Whereas working at one other sober residing house in Inexperienced Bay, Jolly noticed the necessity for the sort of program firsthand. She watched as ladies left therapy prematurely to reunite with their children — solely to fall again into their earlier dangerous cycles.
“We’re attempting to interrupt the cycle,” she mentioned.

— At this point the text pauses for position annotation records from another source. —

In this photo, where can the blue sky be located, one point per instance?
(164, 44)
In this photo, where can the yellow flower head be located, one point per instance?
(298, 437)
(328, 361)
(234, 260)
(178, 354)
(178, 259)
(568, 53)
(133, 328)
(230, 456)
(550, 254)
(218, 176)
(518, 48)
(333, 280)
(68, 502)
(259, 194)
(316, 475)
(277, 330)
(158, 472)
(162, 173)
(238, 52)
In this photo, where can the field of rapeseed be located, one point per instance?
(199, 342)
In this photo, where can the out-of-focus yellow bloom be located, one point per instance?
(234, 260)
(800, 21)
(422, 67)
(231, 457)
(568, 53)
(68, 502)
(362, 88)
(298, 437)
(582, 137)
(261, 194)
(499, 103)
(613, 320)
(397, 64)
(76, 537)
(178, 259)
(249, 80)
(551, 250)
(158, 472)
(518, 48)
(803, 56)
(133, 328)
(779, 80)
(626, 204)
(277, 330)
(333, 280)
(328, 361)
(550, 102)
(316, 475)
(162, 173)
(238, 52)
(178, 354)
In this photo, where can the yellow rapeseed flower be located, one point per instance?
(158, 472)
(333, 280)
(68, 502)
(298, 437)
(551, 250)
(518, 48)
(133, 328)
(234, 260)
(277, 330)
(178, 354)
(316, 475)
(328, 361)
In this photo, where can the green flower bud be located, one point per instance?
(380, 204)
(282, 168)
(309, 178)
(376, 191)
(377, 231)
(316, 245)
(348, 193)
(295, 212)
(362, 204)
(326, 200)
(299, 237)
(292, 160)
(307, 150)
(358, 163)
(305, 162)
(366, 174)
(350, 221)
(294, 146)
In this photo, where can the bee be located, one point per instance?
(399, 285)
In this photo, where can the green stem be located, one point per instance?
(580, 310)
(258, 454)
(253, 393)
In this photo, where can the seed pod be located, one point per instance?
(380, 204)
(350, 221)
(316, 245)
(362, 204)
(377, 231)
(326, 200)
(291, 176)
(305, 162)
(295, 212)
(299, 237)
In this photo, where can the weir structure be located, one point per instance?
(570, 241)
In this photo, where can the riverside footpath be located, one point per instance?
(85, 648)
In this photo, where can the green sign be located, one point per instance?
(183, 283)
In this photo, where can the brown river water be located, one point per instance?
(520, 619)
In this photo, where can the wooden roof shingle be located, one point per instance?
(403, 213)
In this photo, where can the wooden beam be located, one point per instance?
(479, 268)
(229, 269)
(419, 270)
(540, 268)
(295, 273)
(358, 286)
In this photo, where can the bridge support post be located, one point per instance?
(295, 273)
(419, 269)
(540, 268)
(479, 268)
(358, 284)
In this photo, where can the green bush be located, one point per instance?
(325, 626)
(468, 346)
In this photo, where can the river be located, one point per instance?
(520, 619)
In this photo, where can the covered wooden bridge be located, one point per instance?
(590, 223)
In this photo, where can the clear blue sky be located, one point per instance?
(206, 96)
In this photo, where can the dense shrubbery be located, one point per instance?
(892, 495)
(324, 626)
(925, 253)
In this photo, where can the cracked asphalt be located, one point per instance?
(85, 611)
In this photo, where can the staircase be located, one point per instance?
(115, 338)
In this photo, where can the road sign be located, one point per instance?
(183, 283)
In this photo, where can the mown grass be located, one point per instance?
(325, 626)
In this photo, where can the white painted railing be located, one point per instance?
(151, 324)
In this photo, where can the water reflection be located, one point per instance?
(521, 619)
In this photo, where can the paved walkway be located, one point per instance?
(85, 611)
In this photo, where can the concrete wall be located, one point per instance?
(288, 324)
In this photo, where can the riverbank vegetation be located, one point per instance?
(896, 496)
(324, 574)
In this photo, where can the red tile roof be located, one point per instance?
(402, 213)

Laurie Doxtator, 60, grew up west of Inexperienced Bay on the Oneida Reservation and returned to Wisconsin after residing in California, the place she mentioned she used virtually each drug you can consider and tried suicide at one level. She mentioned she started consuming alcohol at age 8 and skilled trauma over the many years, together with the deaths of two of her youngsters and a miscarriage.
“However then I realized, you’ve a life and you’ve got higher issues going for you,” Doxtator mentioned.
After 50 years of consuming, “it ain’t giving me nothing in life. It ain’t gonna convey my youngsters again, it ain’t gonna convey my mother again,” she mentioned.
Doxtator beforehand spent 4 months in a 30-day rehabilitation program however knew she wanted extra construction and extra time to discover ways to heal.
She has lived at Amanda’s Home for greater than two years.
After greater than a yr and a half of sobriety, aided by assist from different ladies in this system and lessons that assist her heal, Doxtator mentioned she feels secure there. “Me shifting out from right here into society, it’s scary for me,” Doxtator mentioned. “I’ve to journey on in the future however I’ve assist right here and assist throughout.”
Jolly has informed Doxtator: “You may keep right here till the wheels fall off.”
Jolly believes such assurance would have helped her daughter.


Amanda Marcouiller was 13 months into restoration when she died in 2020 at age 37. She spent a part of her remaining week at her mom’s home, the place Jolly may inform one thing was mistaken.
“You’re performing such as you did earlier than, can I enable you?” Jolly recalled asking her daughter, referring to Marcouiller’s earlier interval utilizing substances. Marcouiller replied that she merely had a migraine. “So the final time I noticed her was when she was in all probability beneath the affect, and I simply couldn’t show it or do something about it,” Jolly recalled.
Many individuals within the area and state face comparable challenges. United Manner of Wisconsin’s 211 helpline previously yr has fielded extra requests from Brown County residents for housing and shelter and psychological well being and habit assets than every other broad classes.
Earlier than frivolously declining in 2023, drug overdose deaths in Wisconsin elevated every year since 2016, in line with the Wisconsin Division of Well being Companies.
Marcouiller helped Jolly launch the Mandolin Basis, the nonprofit group working Amanda’s Home, only a month earlier than she died. “I wasn’t gonna proceed on,” Jolly mentioned. “However I felt like she would have wished me to.”

The following step for Jolly and her small employees at Amanda’s Home: fundraise for a renovation so as to add 5 bedrooms. Jolly secured federal funds in January that give her an excellent begin on that enlargement.
“There’s a variety of states which might be method forward of us in restoration and substance use dysfunction sort restoration, like eons,” Jolly mentioned. “We have now a variety of catching as much as do.”
Need assistance for your self or a cherished one?
If you’re on the lookout for native data on substance use, name 211 or attain the Wisconsin Habit Restoration Helpline at 833-944-4673. Further data is on the market at addictionhelpwi.org or findtreatment.gov.